Enfin, pour commencer ce débat dans la bonne humeur, je vous confie à toutes et à tous la bonne blague que les Fribourgeois m'ont réservée... Je vous la lis : «Lully 01 SA et ses partenaires ont le plaisir d'inviter M. Hervé Dessimoz à l'inauguration officielle du nouveau restoroute Rose-de-la-Bois à Lully. L'aire de ravitaillement se situe à Lully sur l'autoroute A1, Saint-Gall / Genève, le tronçon suisse de la route européenne E25, qui permet de relier d'un seul tenant Rotterdam à Gênes. Les travaux de l'autoroute ont révélé de nombreux sites archéologiques allant de l'ère néolithique à l'époque romaine.
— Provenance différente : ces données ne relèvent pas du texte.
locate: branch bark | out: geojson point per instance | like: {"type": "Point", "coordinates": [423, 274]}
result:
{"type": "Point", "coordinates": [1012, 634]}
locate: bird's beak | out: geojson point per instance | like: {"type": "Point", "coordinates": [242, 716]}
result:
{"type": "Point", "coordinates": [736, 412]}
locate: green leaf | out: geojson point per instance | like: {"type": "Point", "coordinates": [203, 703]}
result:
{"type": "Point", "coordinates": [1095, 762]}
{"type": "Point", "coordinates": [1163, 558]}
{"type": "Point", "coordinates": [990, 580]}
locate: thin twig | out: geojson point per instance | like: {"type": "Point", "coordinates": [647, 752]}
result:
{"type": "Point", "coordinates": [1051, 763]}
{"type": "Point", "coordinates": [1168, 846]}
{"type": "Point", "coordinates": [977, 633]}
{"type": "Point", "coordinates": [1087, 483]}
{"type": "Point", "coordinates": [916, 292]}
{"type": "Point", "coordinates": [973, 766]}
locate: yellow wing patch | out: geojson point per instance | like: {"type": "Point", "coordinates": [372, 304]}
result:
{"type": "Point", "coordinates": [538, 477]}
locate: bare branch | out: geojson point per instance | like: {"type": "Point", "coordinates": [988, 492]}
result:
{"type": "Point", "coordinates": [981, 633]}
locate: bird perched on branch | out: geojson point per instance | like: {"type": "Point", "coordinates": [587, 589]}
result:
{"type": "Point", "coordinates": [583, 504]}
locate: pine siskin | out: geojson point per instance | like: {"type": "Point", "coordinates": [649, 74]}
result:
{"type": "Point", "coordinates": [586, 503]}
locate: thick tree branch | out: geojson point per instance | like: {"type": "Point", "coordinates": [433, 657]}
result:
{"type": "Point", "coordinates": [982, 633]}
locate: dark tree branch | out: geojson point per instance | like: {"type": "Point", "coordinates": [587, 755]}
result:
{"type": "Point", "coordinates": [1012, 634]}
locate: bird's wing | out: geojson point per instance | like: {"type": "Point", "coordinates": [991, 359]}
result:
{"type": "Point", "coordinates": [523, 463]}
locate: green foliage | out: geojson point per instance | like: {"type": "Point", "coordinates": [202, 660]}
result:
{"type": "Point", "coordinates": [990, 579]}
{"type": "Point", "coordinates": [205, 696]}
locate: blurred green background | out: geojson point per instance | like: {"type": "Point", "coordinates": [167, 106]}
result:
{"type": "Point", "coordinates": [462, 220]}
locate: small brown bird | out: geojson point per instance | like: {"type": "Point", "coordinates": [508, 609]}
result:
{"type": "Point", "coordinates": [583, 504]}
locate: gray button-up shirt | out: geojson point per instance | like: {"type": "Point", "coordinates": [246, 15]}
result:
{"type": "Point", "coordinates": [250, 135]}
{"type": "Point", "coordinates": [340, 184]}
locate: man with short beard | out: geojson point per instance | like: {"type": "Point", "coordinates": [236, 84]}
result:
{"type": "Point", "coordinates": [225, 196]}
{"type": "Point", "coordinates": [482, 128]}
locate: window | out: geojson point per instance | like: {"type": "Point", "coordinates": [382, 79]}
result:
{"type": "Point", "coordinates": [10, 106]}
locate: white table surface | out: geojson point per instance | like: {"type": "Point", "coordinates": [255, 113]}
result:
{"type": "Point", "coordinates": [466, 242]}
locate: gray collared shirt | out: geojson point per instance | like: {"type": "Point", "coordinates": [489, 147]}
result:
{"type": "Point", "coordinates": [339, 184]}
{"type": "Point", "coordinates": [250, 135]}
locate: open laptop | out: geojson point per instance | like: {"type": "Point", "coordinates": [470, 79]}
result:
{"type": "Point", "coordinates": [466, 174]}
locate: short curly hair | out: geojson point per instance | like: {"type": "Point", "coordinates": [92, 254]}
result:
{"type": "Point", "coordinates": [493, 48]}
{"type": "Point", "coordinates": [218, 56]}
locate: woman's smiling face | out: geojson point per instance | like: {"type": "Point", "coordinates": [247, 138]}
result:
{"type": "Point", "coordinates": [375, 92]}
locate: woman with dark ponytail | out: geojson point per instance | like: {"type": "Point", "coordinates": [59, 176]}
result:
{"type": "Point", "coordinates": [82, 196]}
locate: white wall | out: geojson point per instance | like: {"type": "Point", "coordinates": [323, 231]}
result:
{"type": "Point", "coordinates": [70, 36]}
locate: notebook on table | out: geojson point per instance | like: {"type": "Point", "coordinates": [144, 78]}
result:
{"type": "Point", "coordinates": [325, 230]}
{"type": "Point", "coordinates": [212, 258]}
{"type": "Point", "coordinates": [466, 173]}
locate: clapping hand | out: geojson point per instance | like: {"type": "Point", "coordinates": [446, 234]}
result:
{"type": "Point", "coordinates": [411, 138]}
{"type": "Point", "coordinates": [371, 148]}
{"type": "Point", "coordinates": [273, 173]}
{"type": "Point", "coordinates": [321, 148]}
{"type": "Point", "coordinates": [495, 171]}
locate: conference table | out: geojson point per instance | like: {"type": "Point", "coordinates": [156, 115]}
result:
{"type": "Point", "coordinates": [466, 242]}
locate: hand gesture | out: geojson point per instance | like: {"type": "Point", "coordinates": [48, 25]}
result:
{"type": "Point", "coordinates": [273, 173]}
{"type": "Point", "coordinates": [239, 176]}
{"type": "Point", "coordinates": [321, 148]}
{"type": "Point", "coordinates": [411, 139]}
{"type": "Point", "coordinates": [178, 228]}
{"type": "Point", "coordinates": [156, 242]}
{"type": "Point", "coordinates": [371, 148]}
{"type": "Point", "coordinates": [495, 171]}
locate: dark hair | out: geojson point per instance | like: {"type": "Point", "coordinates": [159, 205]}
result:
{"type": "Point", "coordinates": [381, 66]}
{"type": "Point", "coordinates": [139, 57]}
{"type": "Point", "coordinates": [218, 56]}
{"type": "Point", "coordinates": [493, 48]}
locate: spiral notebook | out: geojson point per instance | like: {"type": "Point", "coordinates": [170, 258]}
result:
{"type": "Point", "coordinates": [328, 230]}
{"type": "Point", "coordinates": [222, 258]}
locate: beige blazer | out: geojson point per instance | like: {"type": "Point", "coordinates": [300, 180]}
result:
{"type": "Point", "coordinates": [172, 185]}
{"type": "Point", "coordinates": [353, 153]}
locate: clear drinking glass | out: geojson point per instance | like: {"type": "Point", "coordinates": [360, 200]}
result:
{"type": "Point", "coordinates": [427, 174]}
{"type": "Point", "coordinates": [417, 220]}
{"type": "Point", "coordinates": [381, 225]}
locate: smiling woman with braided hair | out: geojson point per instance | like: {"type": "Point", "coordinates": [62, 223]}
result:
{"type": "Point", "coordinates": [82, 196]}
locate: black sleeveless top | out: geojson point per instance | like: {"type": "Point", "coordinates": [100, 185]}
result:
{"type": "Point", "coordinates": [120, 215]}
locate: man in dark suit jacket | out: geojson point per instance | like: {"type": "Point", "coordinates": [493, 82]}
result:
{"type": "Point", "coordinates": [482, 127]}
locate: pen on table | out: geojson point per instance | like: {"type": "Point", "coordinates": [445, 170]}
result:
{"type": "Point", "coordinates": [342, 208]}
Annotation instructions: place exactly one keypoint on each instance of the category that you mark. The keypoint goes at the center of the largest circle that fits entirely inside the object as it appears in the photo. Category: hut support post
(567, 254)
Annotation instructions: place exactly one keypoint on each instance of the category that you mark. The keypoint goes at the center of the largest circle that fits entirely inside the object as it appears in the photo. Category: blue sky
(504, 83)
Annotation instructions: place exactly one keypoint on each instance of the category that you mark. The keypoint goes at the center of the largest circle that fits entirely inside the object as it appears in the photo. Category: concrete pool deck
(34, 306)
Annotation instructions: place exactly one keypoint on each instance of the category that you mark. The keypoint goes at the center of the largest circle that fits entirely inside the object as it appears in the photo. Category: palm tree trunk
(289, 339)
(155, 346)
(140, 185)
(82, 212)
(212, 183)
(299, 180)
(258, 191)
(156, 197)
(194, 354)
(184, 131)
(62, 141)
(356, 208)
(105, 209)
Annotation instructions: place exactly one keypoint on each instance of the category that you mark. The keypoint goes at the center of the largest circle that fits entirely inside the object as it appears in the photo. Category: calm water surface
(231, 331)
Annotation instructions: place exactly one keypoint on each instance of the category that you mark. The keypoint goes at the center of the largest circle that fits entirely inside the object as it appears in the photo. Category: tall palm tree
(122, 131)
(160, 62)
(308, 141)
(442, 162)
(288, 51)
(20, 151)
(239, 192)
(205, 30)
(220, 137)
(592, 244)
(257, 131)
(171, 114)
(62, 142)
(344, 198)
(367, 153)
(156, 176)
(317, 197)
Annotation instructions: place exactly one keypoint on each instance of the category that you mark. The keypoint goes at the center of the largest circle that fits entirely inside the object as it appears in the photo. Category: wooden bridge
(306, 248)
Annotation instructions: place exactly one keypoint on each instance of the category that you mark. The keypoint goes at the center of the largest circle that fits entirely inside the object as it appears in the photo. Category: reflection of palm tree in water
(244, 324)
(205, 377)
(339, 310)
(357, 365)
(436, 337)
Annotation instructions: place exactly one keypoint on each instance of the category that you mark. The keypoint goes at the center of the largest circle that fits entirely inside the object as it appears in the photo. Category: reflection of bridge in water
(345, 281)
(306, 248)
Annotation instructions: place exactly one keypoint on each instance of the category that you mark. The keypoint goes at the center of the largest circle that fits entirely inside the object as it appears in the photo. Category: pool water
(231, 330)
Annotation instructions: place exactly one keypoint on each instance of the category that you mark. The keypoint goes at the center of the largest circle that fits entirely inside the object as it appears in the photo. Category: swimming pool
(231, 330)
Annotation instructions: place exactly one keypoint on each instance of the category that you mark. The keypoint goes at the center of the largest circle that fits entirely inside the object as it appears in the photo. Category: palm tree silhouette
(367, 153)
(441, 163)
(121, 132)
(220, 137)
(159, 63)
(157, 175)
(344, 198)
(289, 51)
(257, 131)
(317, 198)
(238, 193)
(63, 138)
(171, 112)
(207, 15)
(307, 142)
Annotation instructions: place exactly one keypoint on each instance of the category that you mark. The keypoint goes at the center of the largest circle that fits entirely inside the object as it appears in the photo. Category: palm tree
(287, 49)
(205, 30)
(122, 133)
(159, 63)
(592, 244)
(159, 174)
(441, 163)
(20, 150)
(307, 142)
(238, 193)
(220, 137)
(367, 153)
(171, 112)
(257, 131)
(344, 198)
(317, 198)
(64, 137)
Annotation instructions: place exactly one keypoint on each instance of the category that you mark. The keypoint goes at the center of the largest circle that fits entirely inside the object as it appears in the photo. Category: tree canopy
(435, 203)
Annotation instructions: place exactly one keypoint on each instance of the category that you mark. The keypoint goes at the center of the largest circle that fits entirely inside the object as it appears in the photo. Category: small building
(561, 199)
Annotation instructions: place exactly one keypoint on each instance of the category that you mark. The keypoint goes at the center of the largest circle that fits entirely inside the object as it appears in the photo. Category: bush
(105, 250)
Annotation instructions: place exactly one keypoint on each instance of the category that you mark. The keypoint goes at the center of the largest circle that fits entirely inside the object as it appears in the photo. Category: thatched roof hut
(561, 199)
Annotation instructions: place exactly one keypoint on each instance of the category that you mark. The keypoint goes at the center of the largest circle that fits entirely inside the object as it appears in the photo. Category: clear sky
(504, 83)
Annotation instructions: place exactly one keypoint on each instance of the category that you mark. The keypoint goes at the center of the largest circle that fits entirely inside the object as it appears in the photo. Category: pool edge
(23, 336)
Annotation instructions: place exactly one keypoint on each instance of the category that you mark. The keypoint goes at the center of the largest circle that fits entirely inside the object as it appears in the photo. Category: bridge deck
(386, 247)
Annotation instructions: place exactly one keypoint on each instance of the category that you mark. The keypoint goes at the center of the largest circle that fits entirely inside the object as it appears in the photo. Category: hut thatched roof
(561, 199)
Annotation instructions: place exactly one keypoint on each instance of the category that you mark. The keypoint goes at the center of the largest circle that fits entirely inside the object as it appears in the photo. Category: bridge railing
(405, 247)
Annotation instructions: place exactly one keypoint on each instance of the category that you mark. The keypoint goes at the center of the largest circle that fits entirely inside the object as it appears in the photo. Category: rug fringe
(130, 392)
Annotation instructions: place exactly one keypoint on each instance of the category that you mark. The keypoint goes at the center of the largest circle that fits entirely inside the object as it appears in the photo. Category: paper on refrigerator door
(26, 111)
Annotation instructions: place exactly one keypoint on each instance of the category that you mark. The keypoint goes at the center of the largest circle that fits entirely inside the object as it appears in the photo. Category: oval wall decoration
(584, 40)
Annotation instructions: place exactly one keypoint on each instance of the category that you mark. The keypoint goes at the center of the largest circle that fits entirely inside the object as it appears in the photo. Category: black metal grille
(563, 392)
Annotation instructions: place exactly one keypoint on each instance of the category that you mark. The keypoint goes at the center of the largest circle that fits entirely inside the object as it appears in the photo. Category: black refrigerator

Cette proximité des sites archéologiques et des routes romaines a été source d'inspiration pour l'aménagement du restoroute, pour faire de ce restoroute l'un des plus accueillants et des plus attractifs du réseau autoroutier suisse. Tout a été mis en oeuvre dans le but de valoriser la détente des automobilistes et autres visiteurs de passage. Lully 01 SA et ses partenaires ont le plaisir de vous inviter à l'apéritif qui sera donné à l'occasion de l'inauguration officielle et dans le programme, trois syndics : celui de Lully, celui d'Estavayer-le-Lac, celui de Frasses, auront le plaisir de couper le ruban. Le président du département des travaux publics de l'Etat de Fribourg posera la dernière pierre de la mosaïque autoroutière.»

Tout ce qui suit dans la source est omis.